Lots of bush kids were packed off to boarding school as part of their lot, and most of us knew our parents were doing it tough on the mortgage front to make it happen. This was a time when the seedy side of Sydney sat just below the surface and occasionally just above it. Travelling through Kings Cross on a bus, even passing the blackened gutter where underground figure, Joe Borg, had been taken out with a car bomb, you felt that she was a naughty, but nice kinda town. The taxis ferrying us from Central railway back to school would take us along Chapel Lane, just so we could see the over-made-up, underdressed prostitutes winking from their doorways.
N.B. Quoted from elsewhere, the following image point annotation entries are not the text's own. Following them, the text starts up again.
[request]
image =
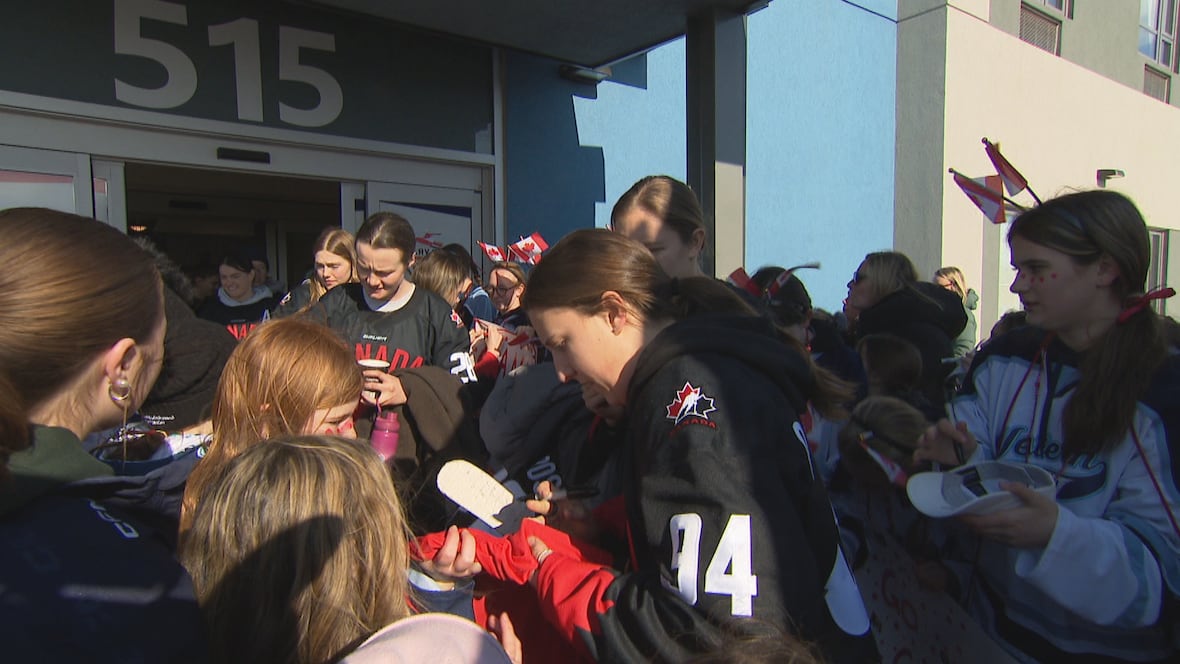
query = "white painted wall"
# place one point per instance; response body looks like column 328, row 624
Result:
column 1057, row 124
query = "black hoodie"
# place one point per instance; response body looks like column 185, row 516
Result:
column 725, row 510
column 928, row 316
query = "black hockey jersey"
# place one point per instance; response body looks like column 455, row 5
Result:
column 731, row 527
column 425, row 332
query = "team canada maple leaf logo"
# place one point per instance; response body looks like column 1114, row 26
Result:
column 689, row 401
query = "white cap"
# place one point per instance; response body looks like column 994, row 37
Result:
column 438, row 638
column 975, row 488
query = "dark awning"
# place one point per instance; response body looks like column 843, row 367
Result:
column 582, row 32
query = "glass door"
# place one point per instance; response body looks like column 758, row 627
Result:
column 439, row 215
column 46, row 178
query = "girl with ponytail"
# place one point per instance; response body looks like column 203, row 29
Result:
column 1088, row 392
column 729, row 526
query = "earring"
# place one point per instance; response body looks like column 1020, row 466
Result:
column 119, row 390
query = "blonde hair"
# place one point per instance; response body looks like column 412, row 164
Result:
column 341, row 243
column 513, row 269
column 441, row 273
column 887, row 273
column 956, row 278
column 273, row 383
column 299, row 551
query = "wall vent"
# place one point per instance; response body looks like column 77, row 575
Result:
column 1040, row 31
column 1156, row 84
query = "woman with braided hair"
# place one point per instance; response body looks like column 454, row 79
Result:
column 1088, row 390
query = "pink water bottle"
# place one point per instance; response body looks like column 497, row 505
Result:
column 384, row 438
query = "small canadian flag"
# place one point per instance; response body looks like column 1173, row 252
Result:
column 493, row 252
column 529, row 249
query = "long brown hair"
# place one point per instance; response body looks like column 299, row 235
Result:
column 71, row 287
column 387, row 230
column 273, row 383
column 299, row 551
column 887, row 426
column 1118, row 368
column 341, row 243
column 668, row 199
column 587, row 263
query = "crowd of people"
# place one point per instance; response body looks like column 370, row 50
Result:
column 708, row 467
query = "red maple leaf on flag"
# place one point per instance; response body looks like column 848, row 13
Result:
column 493, row 252
column 529, row 249
column 689, row 401
column 1014, row 182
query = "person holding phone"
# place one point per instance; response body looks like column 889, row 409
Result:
column 386, row 316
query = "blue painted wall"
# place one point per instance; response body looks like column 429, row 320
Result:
column 820, row 130
column 572, row 149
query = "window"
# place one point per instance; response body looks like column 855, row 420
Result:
column 1156, row 84
column 1158, row 30
column 1064, row 6
column 1156, row 274
column 1041, row 30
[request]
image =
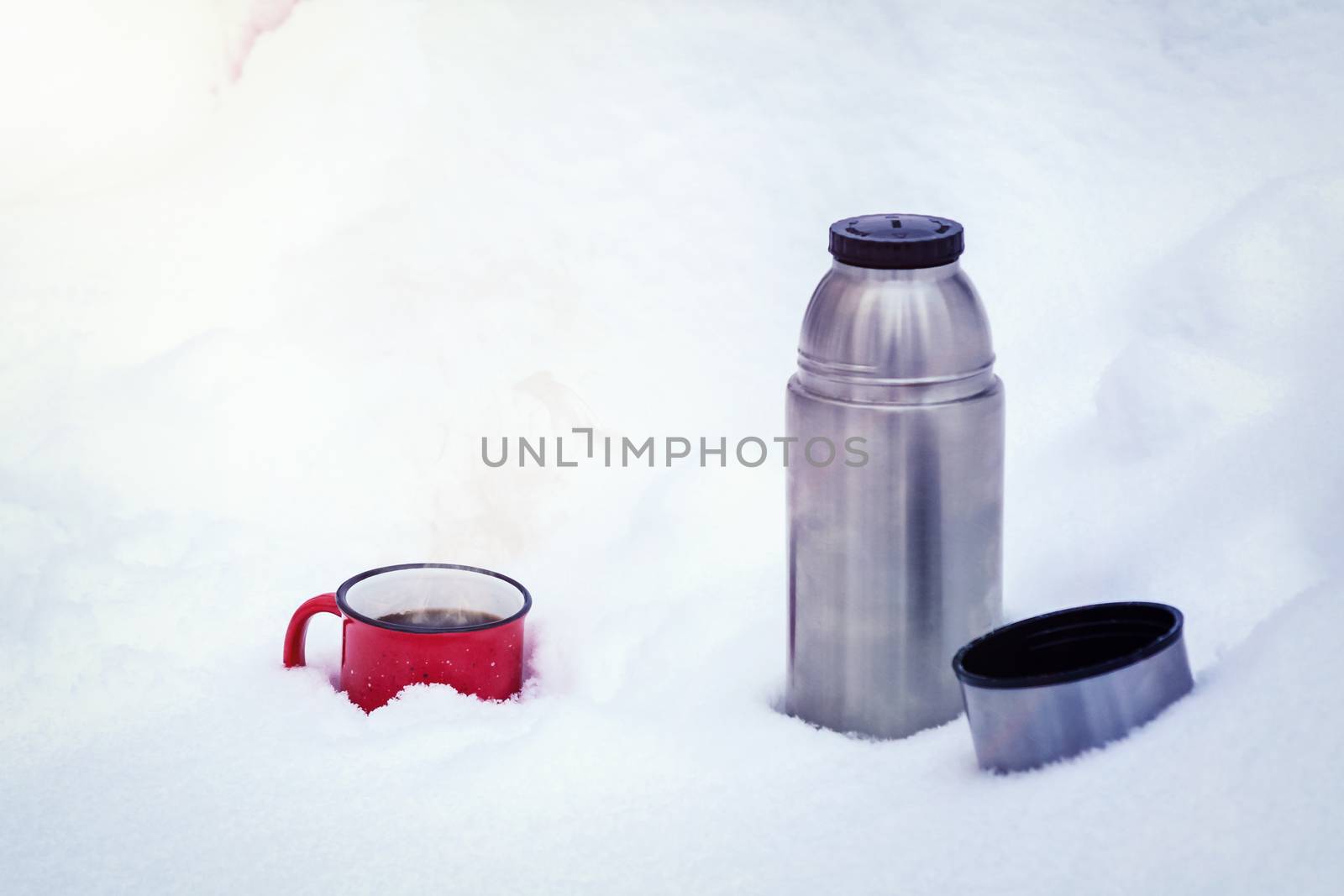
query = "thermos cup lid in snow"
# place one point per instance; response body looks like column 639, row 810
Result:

These were the days of illegal gambling clubs – the Forbes, the Thirty-Three and Telford Clubs – sort of underworld glitter serving free drinks and cigarettes, dotted with celebrities who still grace the small screen. Perce Galea would sit above the baccarat table in his Forbes street terrace house on a tennis umpire’s chair, overseeing the gamblers and giving a nod when an envelope needed to be passed through the front window grid for a police pick up. In 1964, at Rosehill, Perce (also known as 'The Prince') was so thrilled at seeing his horse, Eskimo Prince, win the Golden Slipper he reached into his pockets and flung ten pound notes into the crowd - and not just a few, they say it was like confetti. Other ‘colourful racing identities’ like George Freeman would be seen at the races, rubbing shoulders with colourful racing premiers like Sir Robert Askin.
The courts still see the occasional cop up on a charge – it’s been a Sydney tradition for two centuries – but these days it’s more drug related, since gambling is pretty much legal everywhere.
Back before 24-hour television broadcasts, Tommy Leonetti recorded a song that was used to signal the close of Channel 7 each evening: ‘My city of Sydney, I miss your glow at dark, miss the Opera House lights from the bridge and the nights in a quiet Hyde Park …’. These days I’d give nocturnal visits to Hyde Park a miss, but the icons of the Harbour Bridge and the Opera House are more than just architecture, they are an expression of the city’s personality: bold, solid and shouting, ‘look at me, look at me!’.